Posted by Michael Davie on Friday, April 15, 2022

Backups and Photo Management

I have spent entirely too much time over the years thinking about and tinkering with systems for backing up our data and managing our photos. This post documents the current state of things.

Backups

backup-diagram

Unsurprisingly, our iPhones and iPads back up to iCloud. We have 200 GB of shared storage for the family as part of our Apple One subscription, which is more than enough.

Our primary MacBook has a couple layers of backup. Most of our files are continuously synced to Dropbox. We somehow have a free account with 25 GB of storage…I’m pretty sure this is the result of a Google Ads campaign I ran with my referral link back in 2010. 🤫

The MacBook is also backed up to our home server a few times per day via Time Machine, as well as to an external drive that I remember to connect maybe one per month.

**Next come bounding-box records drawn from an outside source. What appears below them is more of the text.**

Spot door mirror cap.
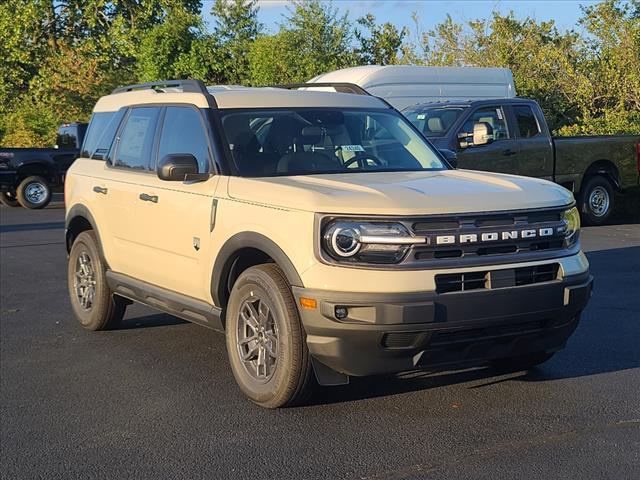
[156,153,198,182]
[473,122,493,146]
[438,148,458,168]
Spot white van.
[309,65,516,110]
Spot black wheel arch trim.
[64,204,109,268]
[211,232,304,307]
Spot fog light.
[334,307,349,320]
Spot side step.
[106,270,224,332]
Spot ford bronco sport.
[65,80,592,407]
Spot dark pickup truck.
[403,98,640,225]
[0,123,87,209]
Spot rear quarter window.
[80,108,126,160]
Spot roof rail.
[272,82,371,96]
[111,79,209,95]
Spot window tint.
[81,109,126,160]
[405,107,464,137]
[114,107,160,170]
[158,107,209,173]
[513,105,540,138]
[462,107,509,140]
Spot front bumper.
[293,271,593,376]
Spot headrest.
[427,117,444,132]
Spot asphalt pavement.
[0,204,640,480]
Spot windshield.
[222,108,446,177]
[405,107,464,137]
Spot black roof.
[403,98,535,112]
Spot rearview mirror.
[156,153,208,182]
[438,148,458,168]
[473,122,493,146]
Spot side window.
[513,105,541,138]
[462,107,510,140]
[113,107,160,170]
[80,108,126,160]
[158,107,209,173]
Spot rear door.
[456,105,518,174]
[130,105,219,299]
[509,104,553,180]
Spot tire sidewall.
[226,269,299,406]
[0,192,20,207]
[67,232,111,330]
[581,176,614,225]
[16,176,51,210]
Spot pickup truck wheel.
[492,352,554,372]
[226,264,314,408]
[67,230,127,330]
[16,176,51,210]
[0,192,20,207]
[580,175,614,225]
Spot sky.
[202,0,598,32]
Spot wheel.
[226,264,314,408]
[16,176,51,210]
[67,230,127,330]
[0,192,20,207]
[580,175,614,225]
[491,352,554,372]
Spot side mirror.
[156,153,198,182]
[438,148,458,168]
[473,122,493,146]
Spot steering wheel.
[342,152,384,168]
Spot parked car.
[0,123,87,209]
[65,80,592,408]
[403,98,640,225]
[307,65,516,110]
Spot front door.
[132,105,219,299]
[457,106,519,174]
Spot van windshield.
[222,108,447,177]
[404,107,465,137]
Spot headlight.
[322,220,425,263]
[562,207,580,245]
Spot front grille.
[436,263,560,293]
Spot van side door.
[456,105,518,174]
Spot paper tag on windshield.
[342,145,364,152]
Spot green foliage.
[249,0,356,85]
[211,0,262,84]
[0,0,640,146]
[355,13,409,65]
[414,0,640,134]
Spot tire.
[492,352,555,372]
[67,230,127,330]
[226,264,315,408]
[16,176,51,210]
[0,192,20,207]
[580,175,615,225]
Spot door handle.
[140,193,158,203]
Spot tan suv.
[65,80,592,407]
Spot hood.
[229,170,573,215]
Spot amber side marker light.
[300,297,318,310]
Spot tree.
[211,0,262,84]
[249,0,356,85]
[355,13,408,65]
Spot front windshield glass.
[222,108,447,177]
[405,107,464,137]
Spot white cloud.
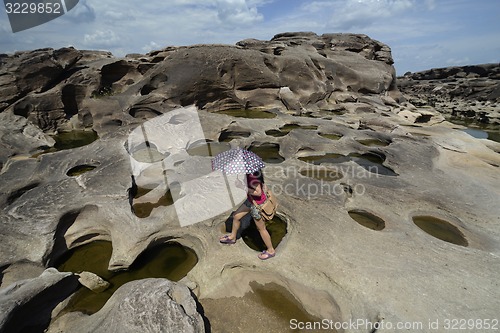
[83,30,121,49]
[142,41,161,53]
[216,0,264,25]
[62,0,96,23]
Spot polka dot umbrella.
[212,148,265,175]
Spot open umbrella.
[212,148,265,175]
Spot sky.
[0,0,500,75]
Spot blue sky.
[0,0,500,75]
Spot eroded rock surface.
[0,33,500,332]
[48,279,205,333]
[398,64,500,125]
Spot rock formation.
[398,64,500,125]
[0,33,500,332]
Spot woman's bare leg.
[254,219,276,254]
[220,203,250,240]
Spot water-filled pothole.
[200,282,326,333]
[52,131,99,150]
[319,133,342,141]
[130,142,169,163]
[66,164,96,177]
[299,152,398,176]
[249,143,285,164]
[7,182,40,205]
[241,215,287,251]
[349,209,385,231]
[266,124,318,137]
[32,130,99,158]
[219,130,252,142]
[54,241,198,314]
[217,109,276,119]
[299,153,350,165]
[186,141,231,157]
[413,216,469,246]
[356,139,391,147]
[300,168,344,182]
[348,152,398,176]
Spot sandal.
[259,250,276,260]
[219,235,236,244]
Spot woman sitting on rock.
[219,171,276,260]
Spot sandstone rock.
[0,268,78,332]
[48,279,205,333]
[398,64,500,125]
[78,272,109,293]
[0,33,500,332]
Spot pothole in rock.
[413,216,469,246]
[299,167,344,182]
[319,133,342,141]
[348,209,385,231]
[200,282,328,333]
[216,109,276,119]
[219,130,252,142]
[186,140,231,157]
[54,241,198,315]
[266,124,318,137]
[33,130,99,157]
[348,152,398,176]
[66,164,96,177]
[241,215,287,252]
[356,139,391,147]
[128,107,162,120]
[130,142,170,163]
[249,143,285,164]
[298,152,398,176]
[299,153,350,165]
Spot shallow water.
[349,210,385,231]
[299,152,398,176]
[66,164,96,177]
[216,109,276,119]
[413,216,469,246]
[266,124,318,137]
[319,133,342,141]
[32,131,99,157]
[356,139,390,147]
[52,131,99,150]
[249,143,285,164]
[300,168,344,182]
[447,117,500,142]
[200,282,328,333]
[186,142,231,157]
[54,241,198,314]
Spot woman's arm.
[248,183,262,197]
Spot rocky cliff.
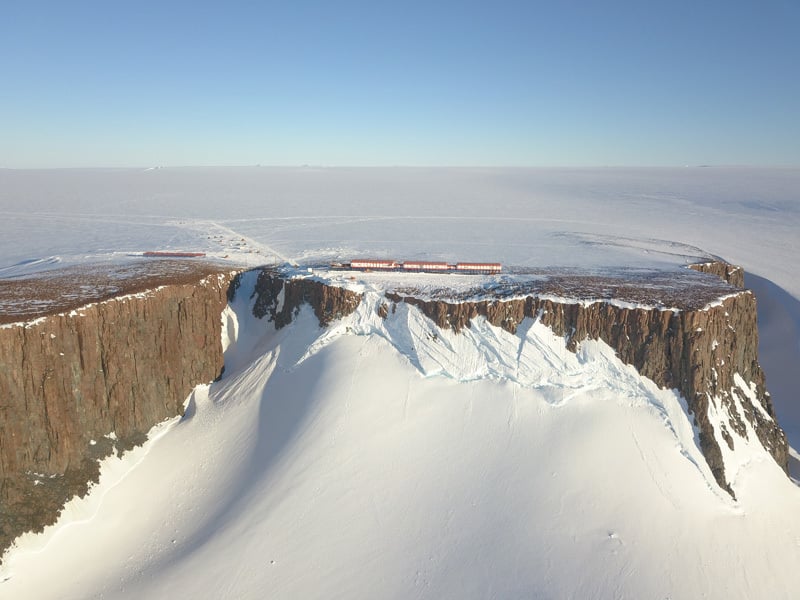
[248,262,788,495]
[0,264,232,551]
[0,263,788,551]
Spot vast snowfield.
[0,167,800,598]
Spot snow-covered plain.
[0,167,800,598]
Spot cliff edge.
[0,261,238,552]
[248,262,789,497]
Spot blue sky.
[0,0,800,168]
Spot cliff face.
[381,268,788,495]
[0,263,788,551]
[241,263,788,495]
[0,274,236,551]
[248,269,362,329]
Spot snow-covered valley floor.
[0,168,800,599]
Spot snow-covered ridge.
[245,269,788,495]
[0,259,236,327]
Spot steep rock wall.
[242,262,788,495]
[0,274,232,551]
[383,290,788,495]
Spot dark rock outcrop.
[689,260,744,288]
[387,265,789,495]
[0,268,232,552]
[248,269,362,329]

Both the MacBook and my son’s Windows laptop also back up continuously to Backblaze, which costs $70 USD per year for each machine.

Finally, I use restic to backup the data and container configurations from our home server to Backblaze’s B2 cloud storage service, which costs ~$2 / month.

Photo Management

photos-diagram

Probably our most important digital assets are our photos and videos, so it’s especially important to have them automatically backed up. This is mainly handled by the processes above as the photos are really just more data. But we also want our photos to be accessible, while at the same time not preserving every random screenshot or terrible selfie for prosperity. It took a long time to settle on our current system, but it’s been stable for a while now and I’m quite happy with it.

Before we go further, let’s take a moment to remember Everpix, the original photo management solution that was way ahead of its time. The Verge wrote a great post-mortem about them in 2013 that is worth a read.

Okay, on to our system. We don’t own any cameras other than our iPhones, and we use Dropbox to upload everything we capture with them to cloud storage. This upload is supposed to be triggered automatically when the phones switch networks (like when they join our home wifi), but in practice I find that we need to periodically open the Dropbox app to make sure everything has synced.

The Dropbox app on our MacBook then downloads the photos and videos, where they’re backed up using the processes above. This is also where the curation magic happens. Every few months I go through the raw uploads in Dropbox and choose which photos and videos are worth keeping and delete the rest.

I move the keepers over to a long-term photos folder, where they are picked up by Amazon Photos and pushed up into the Amazon cloud. Our Amazon Prime subscription gives us unlimited photo storage, and we pay $25/year to add 100 GB of video storage to the included 5 GB. We’re currently only using 27.2 GB, so this should hopefully last us for a while.

Amazon Photos is the primary interface through which we interact with our photos, including searching for different occasions, people, or places. We have the iOS app on our phones, and they’ve done a good job of implementing the “on this day” feature that Everpix pioneered to resurface our old photos and videos on a daily basis. This is often one of first things that my wife and I look at most mornings, and it often sparks joy with some random moment from when the kids were small.

A couple notes on what we’re not using:

  • We don’t use Apple’s native photo management system, mainly because it’s opaque and proprietary. I definitely prefer having photos in a normal file system that I can organize.
  • We’re not using Amazon Photos’s automatic upload feature to push from our phones straight into the cloud, because we don’t want to automatically keep absolutely everything. I also like to have a copy on the MacBook to pull them into the backups.
  • We previously used Google Photos, and its search was pretty incredible. However, Amazon Photos was clearly the better option for us once Google updated their pricing.